A typical exercise would be a “Game Day” or “Red Team” scenario:
- Preparation: Create a new, temporary AI API key with a very strict quota and budget (e.g., $10).
- Execution: A designated “attacker” intentionally commits this key to a public GitHub Gist and sends the link to the “defenders” (the rest of the dev team).
- Test: The team must now race against the clock to execute the incident response plan.
- Did the monitoring and billing alerts fire as expected?
- Could they quickly identify which key was compromised?
- Did they know the process for revoking the key in the cloud console?
- How long did the entire process take?
- Review: After the exercise, conduct a post-mortem. What went well? What was slow or confusing? Update your documentation and runbooks based on what you learned.
Insight
The goal of the exercise is not to “win” but to learn. It’s perfectly fine if the first run-through is chaotic and slow. The purpose is to find the weak points in your process—a missing dashboard, a confusing alert, an outdated runbook—and fix them before a real attacker finds them for you.
Practical
- Schedule Your First Game Day: Put 2 hours on the team calendar for next month. It doesn’t need to be complex. The simple act of creating, leaking, and revoking one key is an incredibly valuable exercise.

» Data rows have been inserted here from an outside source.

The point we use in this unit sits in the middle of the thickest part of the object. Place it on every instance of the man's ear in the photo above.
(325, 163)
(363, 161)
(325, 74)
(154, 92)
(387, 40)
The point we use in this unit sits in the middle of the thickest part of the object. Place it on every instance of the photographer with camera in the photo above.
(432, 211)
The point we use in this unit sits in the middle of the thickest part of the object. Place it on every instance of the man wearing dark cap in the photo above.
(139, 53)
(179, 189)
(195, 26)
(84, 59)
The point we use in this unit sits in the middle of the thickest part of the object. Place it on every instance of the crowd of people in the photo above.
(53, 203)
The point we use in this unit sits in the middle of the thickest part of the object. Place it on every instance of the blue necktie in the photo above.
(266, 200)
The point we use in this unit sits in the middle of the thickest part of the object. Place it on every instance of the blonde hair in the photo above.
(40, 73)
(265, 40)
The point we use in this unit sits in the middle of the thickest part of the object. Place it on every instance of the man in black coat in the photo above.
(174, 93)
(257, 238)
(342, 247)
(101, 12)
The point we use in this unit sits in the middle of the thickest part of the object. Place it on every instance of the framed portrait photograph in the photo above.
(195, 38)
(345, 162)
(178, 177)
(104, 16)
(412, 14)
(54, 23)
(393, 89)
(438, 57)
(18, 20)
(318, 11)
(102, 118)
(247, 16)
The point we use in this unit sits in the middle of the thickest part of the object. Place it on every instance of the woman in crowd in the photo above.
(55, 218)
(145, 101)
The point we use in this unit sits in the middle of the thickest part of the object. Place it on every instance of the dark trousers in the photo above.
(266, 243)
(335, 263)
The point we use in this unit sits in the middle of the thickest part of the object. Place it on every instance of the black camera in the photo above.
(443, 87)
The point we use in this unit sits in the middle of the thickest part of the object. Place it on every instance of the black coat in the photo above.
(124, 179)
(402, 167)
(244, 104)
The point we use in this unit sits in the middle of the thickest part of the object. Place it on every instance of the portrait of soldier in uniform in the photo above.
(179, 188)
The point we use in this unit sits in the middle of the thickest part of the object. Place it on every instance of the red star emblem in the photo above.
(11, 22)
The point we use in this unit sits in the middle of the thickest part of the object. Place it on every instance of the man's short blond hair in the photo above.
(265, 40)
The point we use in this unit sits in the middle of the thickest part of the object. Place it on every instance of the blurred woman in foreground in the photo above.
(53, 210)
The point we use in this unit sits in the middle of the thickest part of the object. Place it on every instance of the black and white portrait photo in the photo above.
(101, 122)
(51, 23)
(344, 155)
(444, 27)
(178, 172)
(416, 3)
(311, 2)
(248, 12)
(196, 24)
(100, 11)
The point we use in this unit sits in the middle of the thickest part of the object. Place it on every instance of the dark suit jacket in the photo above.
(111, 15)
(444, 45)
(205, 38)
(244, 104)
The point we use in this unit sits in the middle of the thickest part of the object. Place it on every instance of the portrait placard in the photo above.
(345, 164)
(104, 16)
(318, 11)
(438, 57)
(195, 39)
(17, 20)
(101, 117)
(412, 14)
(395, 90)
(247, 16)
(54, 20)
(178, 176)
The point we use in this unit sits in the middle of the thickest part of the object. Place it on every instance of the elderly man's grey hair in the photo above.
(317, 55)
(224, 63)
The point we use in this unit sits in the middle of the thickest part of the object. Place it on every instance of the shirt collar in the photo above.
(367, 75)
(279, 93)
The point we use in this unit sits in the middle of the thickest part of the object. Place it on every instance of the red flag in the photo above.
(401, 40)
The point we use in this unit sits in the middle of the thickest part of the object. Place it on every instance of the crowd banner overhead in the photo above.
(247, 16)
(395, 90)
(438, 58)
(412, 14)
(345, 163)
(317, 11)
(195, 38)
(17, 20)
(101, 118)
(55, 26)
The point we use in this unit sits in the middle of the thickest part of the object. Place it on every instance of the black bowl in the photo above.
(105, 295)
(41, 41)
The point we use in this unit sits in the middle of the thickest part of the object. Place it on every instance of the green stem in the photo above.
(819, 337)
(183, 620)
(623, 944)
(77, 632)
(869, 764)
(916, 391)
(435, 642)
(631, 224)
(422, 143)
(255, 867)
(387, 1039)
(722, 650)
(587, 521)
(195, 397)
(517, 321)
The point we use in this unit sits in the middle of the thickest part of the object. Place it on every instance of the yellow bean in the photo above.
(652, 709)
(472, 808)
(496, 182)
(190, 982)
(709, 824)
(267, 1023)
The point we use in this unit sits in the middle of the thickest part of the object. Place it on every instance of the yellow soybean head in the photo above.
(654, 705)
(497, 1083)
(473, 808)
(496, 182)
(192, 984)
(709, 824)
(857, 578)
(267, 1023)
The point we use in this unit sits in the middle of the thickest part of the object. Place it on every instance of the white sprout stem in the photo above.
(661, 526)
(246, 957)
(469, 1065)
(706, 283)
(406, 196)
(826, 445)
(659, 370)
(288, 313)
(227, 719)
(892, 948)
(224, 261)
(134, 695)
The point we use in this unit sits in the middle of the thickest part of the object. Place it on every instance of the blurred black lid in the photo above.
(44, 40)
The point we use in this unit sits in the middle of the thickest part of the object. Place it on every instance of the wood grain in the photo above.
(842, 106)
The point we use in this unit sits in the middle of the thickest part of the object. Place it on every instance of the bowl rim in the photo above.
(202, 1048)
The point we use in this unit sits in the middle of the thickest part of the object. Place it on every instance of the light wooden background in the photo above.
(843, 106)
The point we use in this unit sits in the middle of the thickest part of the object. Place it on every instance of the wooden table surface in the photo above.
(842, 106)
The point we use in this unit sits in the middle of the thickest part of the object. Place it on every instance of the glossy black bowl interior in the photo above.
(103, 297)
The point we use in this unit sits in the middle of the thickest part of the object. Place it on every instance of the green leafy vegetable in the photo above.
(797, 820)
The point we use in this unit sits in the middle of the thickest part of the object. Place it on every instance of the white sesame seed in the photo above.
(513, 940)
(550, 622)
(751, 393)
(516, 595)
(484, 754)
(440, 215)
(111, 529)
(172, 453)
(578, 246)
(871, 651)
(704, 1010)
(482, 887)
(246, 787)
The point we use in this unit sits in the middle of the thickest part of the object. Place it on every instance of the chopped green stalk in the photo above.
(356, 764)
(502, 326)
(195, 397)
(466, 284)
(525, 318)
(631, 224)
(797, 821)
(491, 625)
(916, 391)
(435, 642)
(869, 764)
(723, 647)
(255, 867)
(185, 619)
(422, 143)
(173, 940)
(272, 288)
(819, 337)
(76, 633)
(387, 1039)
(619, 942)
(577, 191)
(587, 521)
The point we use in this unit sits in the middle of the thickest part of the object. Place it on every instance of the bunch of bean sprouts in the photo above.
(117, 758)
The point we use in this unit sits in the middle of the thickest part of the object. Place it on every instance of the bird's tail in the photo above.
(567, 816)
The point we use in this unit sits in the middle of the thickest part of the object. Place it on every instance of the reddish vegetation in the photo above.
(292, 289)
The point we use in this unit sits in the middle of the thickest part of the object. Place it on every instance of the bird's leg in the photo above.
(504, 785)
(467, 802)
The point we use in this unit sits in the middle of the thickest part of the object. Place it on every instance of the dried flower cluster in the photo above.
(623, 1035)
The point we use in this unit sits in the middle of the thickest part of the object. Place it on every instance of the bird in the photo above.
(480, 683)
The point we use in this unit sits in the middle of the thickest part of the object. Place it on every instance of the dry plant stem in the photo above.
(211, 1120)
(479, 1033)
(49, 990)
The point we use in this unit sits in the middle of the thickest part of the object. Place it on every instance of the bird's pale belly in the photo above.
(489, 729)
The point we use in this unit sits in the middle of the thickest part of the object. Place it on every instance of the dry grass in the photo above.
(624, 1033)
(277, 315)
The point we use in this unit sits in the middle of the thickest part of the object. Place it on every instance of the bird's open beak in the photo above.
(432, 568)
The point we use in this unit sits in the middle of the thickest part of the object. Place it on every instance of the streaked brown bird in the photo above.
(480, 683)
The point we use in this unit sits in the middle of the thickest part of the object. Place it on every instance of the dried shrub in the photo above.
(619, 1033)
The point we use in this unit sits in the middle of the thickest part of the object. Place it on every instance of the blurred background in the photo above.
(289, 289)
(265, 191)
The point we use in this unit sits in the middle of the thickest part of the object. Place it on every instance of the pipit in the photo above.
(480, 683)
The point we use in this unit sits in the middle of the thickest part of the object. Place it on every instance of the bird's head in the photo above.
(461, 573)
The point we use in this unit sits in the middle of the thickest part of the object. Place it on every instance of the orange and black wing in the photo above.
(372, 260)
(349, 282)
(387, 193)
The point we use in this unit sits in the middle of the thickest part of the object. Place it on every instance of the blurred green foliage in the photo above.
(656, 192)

- Write a Simple Runbook: Create a Markdown file in your team’s wiki or repository named
INCIDENT_RESPONSE_LEAKED_KEY.md. Write down the 3-4 basic steps: 1. Acknowledge alert. 2. Identify the key from logs/alerts. 3. Disable the key in the AWS/GCP/Azure console. 4. Communicate status.
Tools/Techniques
- Incident Response Plan Template: Use a simple template to build your runbook. Don’t overcomplicate it.
- PagerDuty or Opsgenie: Use an incident management tool to practice the alerting and escalation part of the response. You can configure your billing/monitoring alerts to trigger a test incident in these tools.
- Chaos Engineering: For more advanced teams, tools like the AWS Fault Injection Simulator can be used to simulate different failure scenarios, though a manual game day is often best for this specific scenario.
Metrics/Signal
- Mean Time to Remediate (MTTR): Measure the time from the “leak” to the successful revocation of the key. Your goal should be to reduce this time with each subsequent exercise.
- Post-Mortem Action Items: The number of concrete improvements made to your tooling, documentation, and processes as a result of the exercise.